Fourth, Trump’s diminished stature in international politics relates directly to his dwindling domestic support and his own unpredictable actions. Thereby, his ability to act in the international arena is getting increasingly difficult. The internal determinants of US foreign policy are coming very much into play. Thus, even his critics in the Republican Party are undermining his international role.

Fifth, Trump has abdicated America’s leading role in the ‘Free World’ and particularly as a champion of basic human rights. At the ASEAN forum in Manila – his last stop – he did meet Myanmar’s leader Daw Aung San Suu Kyi and of course his host Philippine President Rodrigo Duterte. But he demonstrated dastardly cowardice in not condemning the abysmal human rights record in both countries. In Myanmar, the deadly brutes in uniform have unleashed a reign of terror in their Rakhine state and forced the barbaric exodus of over 600,000 Rohingya Moslems to neighbouring Bangladesh. In Manila, Trump praised Duterte profusely instead of taking him to task for the rampant extra-judicial killings of his ongoing ‘war on drugs’. It must have been a huge joke for all the assembled leaders when he told Vietnamese President Tran Dai Quang that he was ready to arbitrate in the South China Sea dispute since he was “a very good mediator” [!]

Because of the trust deficit, even such steadfast allies as Japan and South Korea have realized that the US under Trump is a most unreliable partner. Even as Trump was still in Asia, they have gone rapidly to mend fences with China, now seen as the co-paramount power in the Asia-Pacific. On the sidelines of the Asia Pacific Economic Cooperation (APEC) summit in Danang, Vietnam, Japanese Prime Minister Shinzo Abe met with Chinese President  Xi Jinping (both with impressive domestic backing) and agreed to deepen cooperation between the two East Asian powers on North Korea. They also agreed to stimulate talks for an early implementation of a communication mechanism between their military forces, and to hold a trilateral summit with South Korea at the earliest possible opportunity. Abe also said Xi told him the meeting marked a “new start of Japan-China relations”. At the urging of Japanese geo-strategic experts, the US State Department had floated the new-fangled geo-political concept of the “Indo-Pacific” region, comprising both the Pacific and Indian Oceans, and in a narrower sense consisting of the United States, Japan, India and Australia in a quadrilateral cooperative axis. Trump basically failed to push this grandiose agenda, and it has turned out to be damp squib. In any case, China would have considered it as having hostile intent and attempting to “contain” it in various spheres.

The two presidents of China and South Korea also met on the sidelines of the APEC summit and made great strides forward in their bilateral relations.

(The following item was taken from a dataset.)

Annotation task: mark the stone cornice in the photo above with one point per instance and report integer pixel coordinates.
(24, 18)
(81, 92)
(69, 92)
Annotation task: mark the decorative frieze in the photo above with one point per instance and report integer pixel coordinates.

Xi Jinping and his counterpart Moon Jae-in underlined the need to manage the security situation on the Korean peninsula in a stable manner and agreed to resolve North Korea-related tensions peacefully. Specifically, the two countries agreed to strengthen strategic talks on all levels. There was also concurrence to rapidly normalize bilateral exchanges in all sectors. This was a reiteration of late last month’s bilateral accord in which the two countries agreed to end a year-long economic standoff over the deployment of a US anti-missile system in South Korea. South Korean companies catering to Chinese customers had suffered hugely because of the backlash from China which had vehemently opposed the deployment of the ‘Terminal High Altitude Area Defence’ System (THAAD). Xi was now quoted as saying it would be ‘new beginnings and a good start.’

Fazit: Trump’s Asia jaunt, according to the New York Times columnist Roger Cohen, has brought into focus that China “has the reserves, the surpluses and the growth to shape the world”. And more important, “it has the pride and the confidence to think long term.” In stark contrast, “America First”, Trump’s “ugly slogan, reeks of retrenchment”.